Premier Donald Tusk jedzie dziś do Wrocławia, gdzie weźmie udział w odprawie ze służbami w związku z zagrożeniem powodziowym. Według prognoz w najbliższych dniach ulewne deszcze mogą spowodować powodzie na południu Polski, przede wszystkim na Śląsku.


Instytut Meteorologii i Gospodarki Wodnej prognozuje w województwach dolnośląskim, opolskim, śląskim i małopolskim od czwartku do niedzieli sumę opadów sięgającą 150 litrów na metr kwadratowy, co może spowodować gwałtowne powodzie. W tych województwach obowiązuje ostrzeżenie przed intensywnymi opadami najwyższego - trzeciego stopnia. Największe opady deszczu prognozowane są w Kotlinie Kłodzkiej.

Jak poinformowała w czwartek wieczorem Kancelaria Prezesa Rady Ministrów, w piątek rano w Urzędzie Wojewódzkim we Wrocławiu zaplanowana jest odprawa służb z udziałem premiera Donalda Tuska; po odprawie ok. godz. 9 planowana jest konferencja prasowa.

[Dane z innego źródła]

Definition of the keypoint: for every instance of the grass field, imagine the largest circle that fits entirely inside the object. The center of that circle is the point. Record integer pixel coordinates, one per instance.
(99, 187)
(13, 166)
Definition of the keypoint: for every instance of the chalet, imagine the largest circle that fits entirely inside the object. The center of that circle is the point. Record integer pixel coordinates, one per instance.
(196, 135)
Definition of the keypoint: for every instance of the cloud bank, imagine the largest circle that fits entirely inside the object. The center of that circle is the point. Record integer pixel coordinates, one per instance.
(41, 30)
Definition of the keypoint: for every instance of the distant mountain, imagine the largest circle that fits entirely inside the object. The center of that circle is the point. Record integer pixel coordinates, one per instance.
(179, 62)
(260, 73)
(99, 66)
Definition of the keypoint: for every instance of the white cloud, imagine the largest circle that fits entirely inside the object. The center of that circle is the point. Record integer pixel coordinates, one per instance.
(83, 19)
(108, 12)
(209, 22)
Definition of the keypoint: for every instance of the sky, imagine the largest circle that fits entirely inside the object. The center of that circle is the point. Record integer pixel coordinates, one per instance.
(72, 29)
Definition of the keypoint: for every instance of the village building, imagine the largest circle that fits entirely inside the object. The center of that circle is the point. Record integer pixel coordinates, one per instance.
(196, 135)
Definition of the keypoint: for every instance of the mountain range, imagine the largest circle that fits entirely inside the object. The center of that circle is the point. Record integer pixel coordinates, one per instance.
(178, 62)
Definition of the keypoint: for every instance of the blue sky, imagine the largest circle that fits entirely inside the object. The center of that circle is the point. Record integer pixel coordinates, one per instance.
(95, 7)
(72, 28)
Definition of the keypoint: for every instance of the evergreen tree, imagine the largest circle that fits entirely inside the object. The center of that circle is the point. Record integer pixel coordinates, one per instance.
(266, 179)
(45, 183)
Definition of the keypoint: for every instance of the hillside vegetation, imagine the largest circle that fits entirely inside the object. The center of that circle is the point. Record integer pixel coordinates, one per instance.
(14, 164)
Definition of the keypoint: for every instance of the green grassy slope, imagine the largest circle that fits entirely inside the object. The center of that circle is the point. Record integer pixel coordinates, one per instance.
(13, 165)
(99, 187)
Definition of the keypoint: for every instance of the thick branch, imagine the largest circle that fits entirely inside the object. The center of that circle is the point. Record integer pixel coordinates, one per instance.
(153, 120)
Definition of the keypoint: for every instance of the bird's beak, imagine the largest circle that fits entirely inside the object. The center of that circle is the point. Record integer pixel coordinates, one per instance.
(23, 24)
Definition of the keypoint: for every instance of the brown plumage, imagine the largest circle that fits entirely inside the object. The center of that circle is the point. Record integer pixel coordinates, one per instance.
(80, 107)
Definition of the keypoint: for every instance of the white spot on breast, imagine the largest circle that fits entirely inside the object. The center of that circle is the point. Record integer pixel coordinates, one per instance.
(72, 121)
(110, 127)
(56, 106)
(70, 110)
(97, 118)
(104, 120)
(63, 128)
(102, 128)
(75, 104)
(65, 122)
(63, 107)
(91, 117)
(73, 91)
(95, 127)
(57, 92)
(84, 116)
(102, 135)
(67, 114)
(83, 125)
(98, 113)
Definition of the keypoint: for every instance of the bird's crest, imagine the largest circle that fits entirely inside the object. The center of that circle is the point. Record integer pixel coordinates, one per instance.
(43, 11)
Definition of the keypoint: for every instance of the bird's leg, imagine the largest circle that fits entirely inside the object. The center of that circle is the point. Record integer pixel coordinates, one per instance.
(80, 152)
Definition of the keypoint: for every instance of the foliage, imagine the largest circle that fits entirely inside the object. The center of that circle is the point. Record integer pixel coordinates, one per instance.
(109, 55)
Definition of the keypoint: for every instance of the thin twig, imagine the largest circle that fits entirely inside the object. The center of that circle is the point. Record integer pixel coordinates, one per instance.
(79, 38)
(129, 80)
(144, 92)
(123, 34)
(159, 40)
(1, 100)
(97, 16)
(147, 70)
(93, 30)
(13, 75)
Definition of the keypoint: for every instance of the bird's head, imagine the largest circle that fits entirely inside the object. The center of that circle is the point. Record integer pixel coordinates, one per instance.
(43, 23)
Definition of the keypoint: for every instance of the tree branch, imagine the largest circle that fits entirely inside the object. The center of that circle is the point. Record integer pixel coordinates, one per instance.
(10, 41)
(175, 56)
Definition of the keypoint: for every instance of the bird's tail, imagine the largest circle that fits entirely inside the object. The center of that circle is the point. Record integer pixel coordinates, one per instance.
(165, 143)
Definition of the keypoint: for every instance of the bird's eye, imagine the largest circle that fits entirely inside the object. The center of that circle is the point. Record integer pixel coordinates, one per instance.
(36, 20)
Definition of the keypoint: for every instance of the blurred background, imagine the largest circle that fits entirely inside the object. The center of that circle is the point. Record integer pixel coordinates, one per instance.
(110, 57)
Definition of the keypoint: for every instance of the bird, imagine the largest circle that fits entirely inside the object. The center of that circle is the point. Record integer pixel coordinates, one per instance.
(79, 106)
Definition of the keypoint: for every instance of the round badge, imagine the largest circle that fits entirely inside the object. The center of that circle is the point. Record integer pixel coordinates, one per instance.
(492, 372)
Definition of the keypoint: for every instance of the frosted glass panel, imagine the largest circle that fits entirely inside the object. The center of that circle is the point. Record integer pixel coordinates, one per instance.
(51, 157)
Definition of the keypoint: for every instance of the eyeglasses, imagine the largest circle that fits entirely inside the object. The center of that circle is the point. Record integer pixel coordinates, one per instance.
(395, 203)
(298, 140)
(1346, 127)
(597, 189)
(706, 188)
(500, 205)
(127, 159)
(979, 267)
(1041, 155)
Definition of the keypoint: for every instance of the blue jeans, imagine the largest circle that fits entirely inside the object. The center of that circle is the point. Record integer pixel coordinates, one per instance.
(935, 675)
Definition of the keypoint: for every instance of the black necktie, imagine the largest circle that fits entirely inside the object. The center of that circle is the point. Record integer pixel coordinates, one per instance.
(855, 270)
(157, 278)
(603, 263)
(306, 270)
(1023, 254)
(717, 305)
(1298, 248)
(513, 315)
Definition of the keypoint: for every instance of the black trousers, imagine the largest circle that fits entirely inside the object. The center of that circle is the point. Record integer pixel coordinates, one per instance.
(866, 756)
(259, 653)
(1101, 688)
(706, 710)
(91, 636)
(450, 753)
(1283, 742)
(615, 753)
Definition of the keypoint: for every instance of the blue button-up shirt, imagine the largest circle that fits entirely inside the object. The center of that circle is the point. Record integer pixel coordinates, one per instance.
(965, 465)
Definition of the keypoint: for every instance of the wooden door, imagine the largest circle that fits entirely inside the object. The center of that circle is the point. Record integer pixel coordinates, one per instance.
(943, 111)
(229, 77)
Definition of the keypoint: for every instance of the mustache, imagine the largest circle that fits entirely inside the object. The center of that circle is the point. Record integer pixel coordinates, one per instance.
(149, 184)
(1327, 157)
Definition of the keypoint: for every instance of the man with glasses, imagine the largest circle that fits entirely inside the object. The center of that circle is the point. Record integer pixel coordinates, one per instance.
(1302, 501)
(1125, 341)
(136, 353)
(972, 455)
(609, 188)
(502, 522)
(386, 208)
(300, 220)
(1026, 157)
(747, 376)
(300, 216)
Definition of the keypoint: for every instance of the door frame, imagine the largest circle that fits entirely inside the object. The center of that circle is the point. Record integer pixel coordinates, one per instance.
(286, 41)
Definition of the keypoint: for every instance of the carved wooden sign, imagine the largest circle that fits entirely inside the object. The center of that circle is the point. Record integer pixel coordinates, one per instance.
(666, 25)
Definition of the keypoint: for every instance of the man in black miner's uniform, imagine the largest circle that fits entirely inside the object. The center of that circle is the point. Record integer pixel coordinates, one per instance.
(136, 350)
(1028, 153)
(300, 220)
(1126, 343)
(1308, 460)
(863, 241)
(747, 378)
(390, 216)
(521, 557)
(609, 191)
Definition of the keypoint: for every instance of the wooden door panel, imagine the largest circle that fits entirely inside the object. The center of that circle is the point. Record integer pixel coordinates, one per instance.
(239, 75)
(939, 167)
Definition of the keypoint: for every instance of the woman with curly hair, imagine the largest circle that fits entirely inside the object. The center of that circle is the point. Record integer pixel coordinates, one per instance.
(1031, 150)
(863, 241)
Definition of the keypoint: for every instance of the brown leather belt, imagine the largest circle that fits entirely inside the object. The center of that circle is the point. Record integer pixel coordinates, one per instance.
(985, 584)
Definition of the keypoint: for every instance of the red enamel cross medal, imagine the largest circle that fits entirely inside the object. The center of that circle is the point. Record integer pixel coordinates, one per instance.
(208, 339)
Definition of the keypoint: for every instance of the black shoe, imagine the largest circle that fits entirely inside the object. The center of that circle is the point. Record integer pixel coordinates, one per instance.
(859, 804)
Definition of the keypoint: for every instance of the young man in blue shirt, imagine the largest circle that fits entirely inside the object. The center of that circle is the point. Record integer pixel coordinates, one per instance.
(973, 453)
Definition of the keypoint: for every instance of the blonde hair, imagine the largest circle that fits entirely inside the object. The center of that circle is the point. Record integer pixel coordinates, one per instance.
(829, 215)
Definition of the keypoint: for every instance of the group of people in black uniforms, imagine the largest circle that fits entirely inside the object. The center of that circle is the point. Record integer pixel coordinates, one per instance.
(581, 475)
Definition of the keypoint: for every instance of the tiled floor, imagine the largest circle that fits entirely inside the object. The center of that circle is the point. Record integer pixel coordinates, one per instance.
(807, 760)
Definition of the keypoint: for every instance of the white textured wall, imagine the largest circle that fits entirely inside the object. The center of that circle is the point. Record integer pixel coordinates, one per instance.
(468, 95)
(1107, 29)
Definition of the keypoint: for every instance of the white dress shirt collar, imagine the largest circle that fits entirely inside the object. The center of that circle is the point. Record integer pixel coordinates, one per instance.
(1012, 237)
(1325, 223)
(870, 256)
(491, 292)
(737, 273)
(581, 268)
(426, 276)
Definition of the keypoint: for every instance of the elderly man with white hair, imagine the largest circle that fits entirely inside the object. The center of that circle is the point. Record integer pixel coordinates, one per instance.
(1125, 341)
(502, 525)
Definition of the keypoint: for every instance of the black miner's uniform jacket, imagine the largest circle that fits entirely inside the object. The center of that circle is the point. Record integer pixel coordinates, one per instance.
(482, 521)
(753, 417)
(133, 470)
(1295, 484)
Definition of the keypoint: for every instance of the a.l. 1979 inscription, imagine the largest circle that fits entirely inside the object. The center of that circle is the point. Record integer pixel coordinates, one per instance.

🔹 Jutro, 13 września, premier Donald Tusk będzie przebywał z wizytą w woj. dolnośląskim.https://t.co/vrI2X9wxb3

— Centrum Informacyjne Rządu (@KPRM_CIR) September 12, 2024

W Ministerstwie Spraw Wewnętrznych i Administracji odbyła się w czwartek odprawa z udziałem przedstawiciela Rządowego Centrum Bezpieczeństwa. Szef resortu Tomasz Siemoniak zaapelował do wojewodów o dyspozycyjność i zwrócił uwagę, iż najważniejszy jest przepływ informacji między wojewodami, PSP i kierownictwem resortu. "Działania powinny być zawsze adekwatne do zagrożenia. Proszę o to, żeby te wszystkie kanały komunikacji działały niezawodnie przez 7 dni w tygodniu i 24 godziny na dobę" – podsumował.

Zagrożenie powodziowe

W przestrzeni publicznej zagrożenie na Dolnym Śląsku porównuje się do powodzi z 1997 r., nazywanej "powodzią tysiąclecia". Wojewoda dolnośląski Maciej Awiżeń pytany przez PAP o zasadność takich porównań powiedział, iż wielkość opadów deszczu, która według prognoz w najbliższych trzech dniach spadnie na Dolnym Śląsku, jest porównywalna do poprzedzającej powódź z 1997 r.

"Ale wówczas ten opad był w dużo krótszym okresie czasu, to była wówczas jedna doba – spadło 200-300 litrów na metr kwadratowy. W tej chwili mamy to rozłożone na trzy, cztery dni, a więc wydaje się, iż zagrożenie jest dużo mniejsze" – powiedział wojewoda.